複雑な都市部では、LSTは大きな変化を示し、都市ブロック内および都市ブロック間で劇的に変動する。
ランドサットは、高度100mの空間分解能データを提供するが、長い再訪時間によって制限され、雲がさらなるデータ収集を妨害する。
本稿では,年次温度サイクルとガウス過程を統合した深層アンサンブル学習手法であるDELAGを提案し,複雑な都市部におけるランドサットLSTを再構築する。
2021年以降のランドサットのクロストラック特性とデュアルサテライト操作を活用して、16日毎に4つのシーンにデータを提供する。

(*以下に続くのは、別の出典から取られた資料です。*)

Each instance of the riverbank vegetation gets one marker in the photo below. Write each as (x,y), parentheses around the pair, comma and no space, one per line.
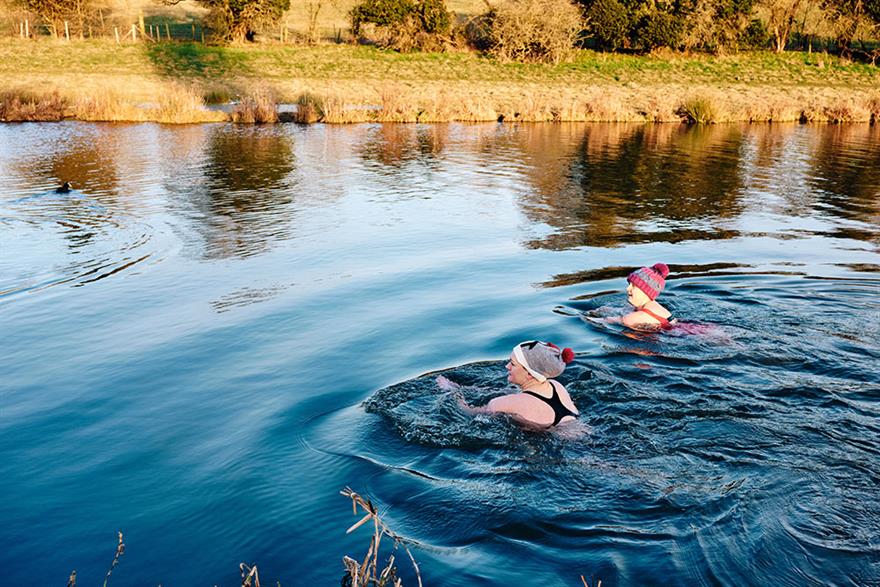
(170,82)
(431,61)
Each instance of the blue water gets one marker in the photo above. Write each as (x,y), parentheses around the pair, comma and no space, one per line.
(221,327)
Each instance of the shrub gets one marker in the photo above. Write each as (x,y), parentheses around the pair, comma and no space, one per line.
(608,23)
(404,24)
(658,29)
(534,30)
(698,110)
(477,31)
(755,36)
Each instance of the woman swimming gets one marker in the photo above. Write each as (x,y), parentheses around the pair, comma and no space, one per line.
(645,285)
(541,402)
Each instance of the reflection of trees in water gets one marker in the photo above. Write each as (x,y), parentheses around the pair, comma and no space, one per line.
(394,145)
(846,171)
(628,183)
(87,158)
(246,189)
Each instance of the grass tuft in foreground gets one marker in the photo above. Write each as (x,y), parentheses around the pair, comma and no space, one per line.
(368,571)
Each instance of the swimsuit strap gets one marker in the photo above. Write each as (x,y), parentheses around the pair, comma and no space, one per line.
(664,322)
(559,409)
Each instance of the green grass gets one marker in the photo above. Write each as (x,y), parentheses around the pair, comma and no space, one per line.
(456,85)
(197,61)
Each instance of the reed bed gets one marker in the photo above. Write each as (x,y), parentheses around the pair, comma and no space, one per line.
(22,106)
(258,107)
(180,102)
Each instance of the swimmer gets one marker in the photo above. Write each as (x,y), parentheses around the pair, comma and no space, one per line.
(541,402)
(645,285)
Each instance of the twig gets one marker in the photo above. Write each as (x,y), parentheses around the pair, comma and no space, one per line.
(120,550)
(247,573)
(367,571)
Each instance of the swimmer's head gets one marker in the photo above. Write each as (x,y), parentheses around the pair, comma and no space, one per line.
(650,280)
(542,360)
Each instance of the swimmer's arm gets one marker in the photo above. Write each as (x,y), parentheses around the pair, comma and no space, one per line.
(505,404)
(632,320)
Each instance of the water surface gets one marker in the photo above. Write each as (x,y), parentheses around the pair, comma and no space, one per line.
(221,327)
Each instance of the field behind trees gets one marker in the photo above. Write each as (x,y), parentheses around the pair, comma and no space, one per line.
(142,74)
(351,83)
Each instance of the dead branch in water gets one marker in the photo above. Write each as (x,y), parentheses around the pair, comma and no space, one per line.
(120,550)
(365,573)
(248,573)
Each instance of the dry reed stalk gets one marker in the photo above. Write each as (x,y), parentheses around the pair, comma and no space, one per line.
(366,573)
(21,106)
(309,109)
(873,106)
(107,106)
(258,108)
(184,104)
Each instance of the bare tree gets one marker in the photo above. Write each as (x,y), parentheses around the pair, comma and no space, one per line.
(781,20)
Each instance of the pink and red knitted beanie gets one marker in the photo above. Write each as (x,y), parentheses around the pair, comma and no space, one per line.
(650,279)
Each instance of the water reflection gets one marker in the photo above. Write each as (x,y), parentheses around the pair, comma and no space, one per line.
(394,145)
(241,192)
(642,184)
(846,172)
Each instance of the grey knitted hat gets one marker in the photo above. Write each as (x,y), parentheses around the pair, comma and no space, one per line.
(543,360)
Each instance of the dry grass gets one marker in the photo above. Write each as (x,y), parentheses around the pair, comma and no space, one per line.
(699,110)
(259,107)
(309,109)
(344,84)
(21,106)
(175,105)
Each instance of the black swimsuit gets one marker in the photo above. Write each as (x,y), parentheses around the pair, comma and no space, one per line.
(559,410)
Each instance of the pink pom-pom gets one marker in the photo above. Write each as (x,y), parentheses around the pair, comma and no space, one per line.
(662,269)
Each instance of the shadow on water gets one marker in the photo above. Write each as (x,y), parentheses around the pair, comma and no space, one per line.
(240,192)
(395,145)
(610,185)
(846,178)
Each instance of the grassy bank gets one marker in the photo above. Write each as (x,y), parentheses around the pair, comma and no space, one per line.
(346,83)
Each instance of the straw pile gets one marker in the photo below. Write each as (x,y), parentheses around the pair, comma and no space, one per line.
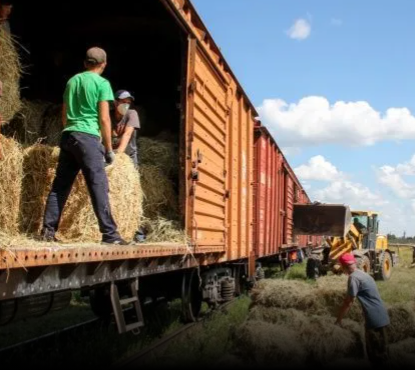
(11,169)
(310,311)
(78,223)
(10,71)
(159,169)
(322,299)
(160,230)
(26,126)
(321,339)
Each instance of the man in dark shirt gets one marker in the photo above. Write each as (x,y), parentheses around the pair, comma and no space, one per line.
(363,287)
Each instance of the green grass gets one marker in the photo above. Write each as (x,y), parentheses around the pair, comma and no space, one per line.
(24,330)
(400,287)
(205,344)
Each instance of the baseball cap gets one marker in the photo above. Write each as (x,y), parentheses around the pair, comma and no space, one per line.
(347,259)
(123,94)
(96,55)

我々は3つの異なる大陸からニューヨーク、ロンドン、香港を研究地域として選定する。
実験の結果、DLAGはクリアスキー (RMSE = 0.73-0.96 K) とヘッジクラウド (RMSE = 0.84-1.62 K) の3つの都市で、既存の手法よりも優れていることがわかった。
さらに、DLAGはLST再構成の信頼性を高める不確実性を定量化することができる。
さらに,LST (RMSE = 1.63-2.02 K) に匹敵する結果(RMSE = 1.48-2.11 K)を得られた。
以上の結果から,DLAGによる再建が成功し,正確な空気温度を推定するためのLST再建の広範な応用が明らかとなった。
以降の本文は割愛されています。